A single-agent run produces one trace. A multi-agent run produces a tree of traces, and if you cannot read the tree, you cannot debug the system. Before we ship, we make sure every run captures:

A correlation ID that flows through every agent call, every tool invocation, every model request, and every queue hop.
The full message payload at every agent boundary. Not a summary. The actual JSON the agent received and the actual JSON it produced.
Per-agent token and cost accounting so a runaway worker shows up as a spike on its own line, not buried in the aggregate.
A timeline view that lets a human read the run in order, with collapsible sub-trees for each agent. LangSmith and Langfuse do this well; rolling your own with OpenTelemetry spans is also fine if you have the time.

Without these, the only debugging tool you have is staring at the model's final answer and reasoning backward. That is not a debugging tool.
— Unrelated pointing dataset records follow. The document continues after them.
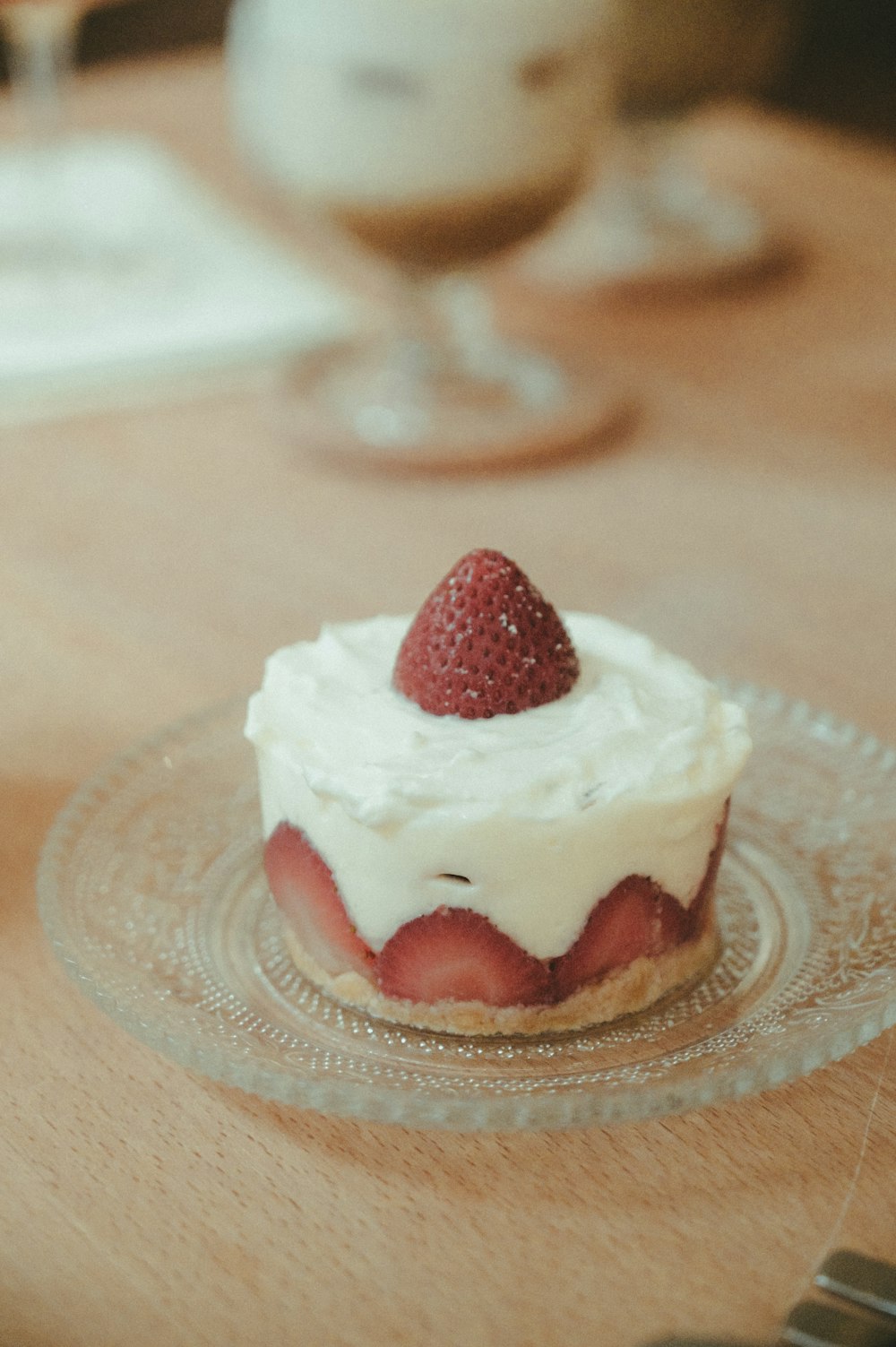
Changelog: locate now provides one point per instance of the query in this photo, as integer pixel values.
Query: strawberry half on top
(486, 643)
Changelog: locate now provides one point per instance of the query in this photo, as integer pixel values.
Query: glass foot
(347, 403)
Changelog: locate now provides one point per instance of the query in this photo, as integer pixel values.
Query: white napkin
(194, 289)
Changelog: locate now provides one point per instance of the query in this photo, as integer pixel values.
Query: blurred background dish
(654, 217)
(839, 66)
(435, 138)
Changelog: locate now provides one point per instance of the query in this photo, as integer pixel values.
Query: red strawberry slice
(486, 643)
(620, 928)
(456, 954)
(305, 891)
(695, 912)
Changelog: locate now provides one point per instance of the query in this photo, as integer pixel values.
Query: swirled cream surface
(527, 818)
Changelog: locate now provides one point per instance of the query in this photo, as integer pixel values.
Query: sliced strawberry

Failure modes to plan for from day one

Every multi-agent system we've shipped has hit at least three of these in the first quarter. Designing for them up front is much cheaper than retrofitting them after the incident.

Infinite handoffs. Agent A calls agent B, B calls A, A calls B again. Cap the number of handoffs per request and terminate when you hit it.
Cascading hallucinations. Agent A invents a fact in its summary; agent B treats the summary as ground truth; the invented fact ends up in the user-facing answer with high confidence. The fix is to keep the source material in the message contract, not just the summary.
Confidence laundering. Each agent shaves a little uncertainty off its predecessor's output. By the time the synthesizer sees it, a 0.6-confidence draft has become a 0.95-confidence final answer. Carry confidence scores through the pipeline and refuse to inflate them.
Partial failure. One worker times out; the manager produces a synthesis as if the data were complete. Make missing data explicit in the contract and force the synthesizer to handle it.

Frameworks: useful, but not load-bearing

LangGraph, AutoGen, and CrewAI all do reasonable jobs as scaffolding for the patterns above. Pick whichever your team can read most fluently and which integrates with the observability stack you already have. None of them solve the hard parts — message contracts, observability, failure modes — for you. Those are still your problem regardless of which framework you pick, and they are where almost all of the production failures we've seen come from.

The right way to think about a multi-agent framework is the way you would think about a web framework. It saves you some plumbing. It does not design your system. The system you actually have is the one you can debug, not the one you drew on the whiteboard.